|
|
|
|
|
by cycloptic
2312 days ago
|
|
I'm not sure what larger issue you're pointing at and I don't think it makes sense to chalk this up to anything else; no sound server can magically figure out how to read that data sheet either. A random userspace daemon (that is optional) is just not the right place to put a fix for that. The burden for a fix likely falls on your distro to ship the correct udev rules, but figuring out what those are for all variations of hardware that use that driver is another story.
With that who knows, the Windows and Mac driver could actually be doing something strange by default that just happens to work for most users, but isn't worth replicating if someone writing udev rules decides they want to do the "right" thing. See where I'm going with this? It's not just a quick fix, and I don't even know if it's the right one. Some other distro somewhere might even have a different way to do it. If you're really interested to make progress on this, you'll have to ask your distro's audio maintainers. |
|
I never claimed there was a quick fix, but I kinda hoped that Pipewire/Redhat have the leverage to fix whatever needs to be fixed in the ALSA API to make userspace audio a seamless experience.

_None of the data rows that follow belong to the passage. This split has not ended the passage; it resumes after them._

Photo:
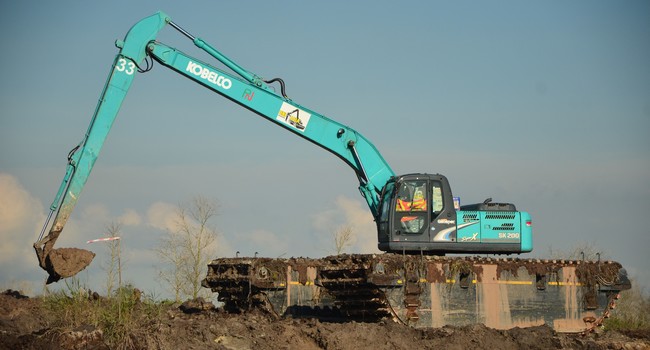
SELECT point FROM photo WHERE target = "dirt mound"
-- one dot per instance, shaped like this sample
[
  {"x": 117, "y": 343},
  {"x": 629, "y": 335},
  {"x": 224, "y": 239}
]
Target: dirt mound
[
  {"x": 66, "y": 262},
  {"x": 25, "y": 323}
]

My naive impression is that the ALSA driver model is "broken"[1] -- most likely because many parts that need to seamlessly work together are atomized into different subsystems with no one organisation held responsible. As you seem to be suggesting, correct operation appears to depend on correct configuration by either the distro and/or the end user.
There should be nothing to configure. The driver architecture should be structured such that it is not possible to ship a "working driver" that then requires individual distro maintainers to intervene for the user to experience "working audio". For example, if the mixer hardware needs to be configured for correct operation, that configuration should be part of the driver or kernel, not some auxiliary file that may or may not be correct in a given distro.
[1] where by "broken" I mean that it incapable of providing the kind of zero configuration plug and play experience that is available on Windows with ASIO, or with CoreAudio.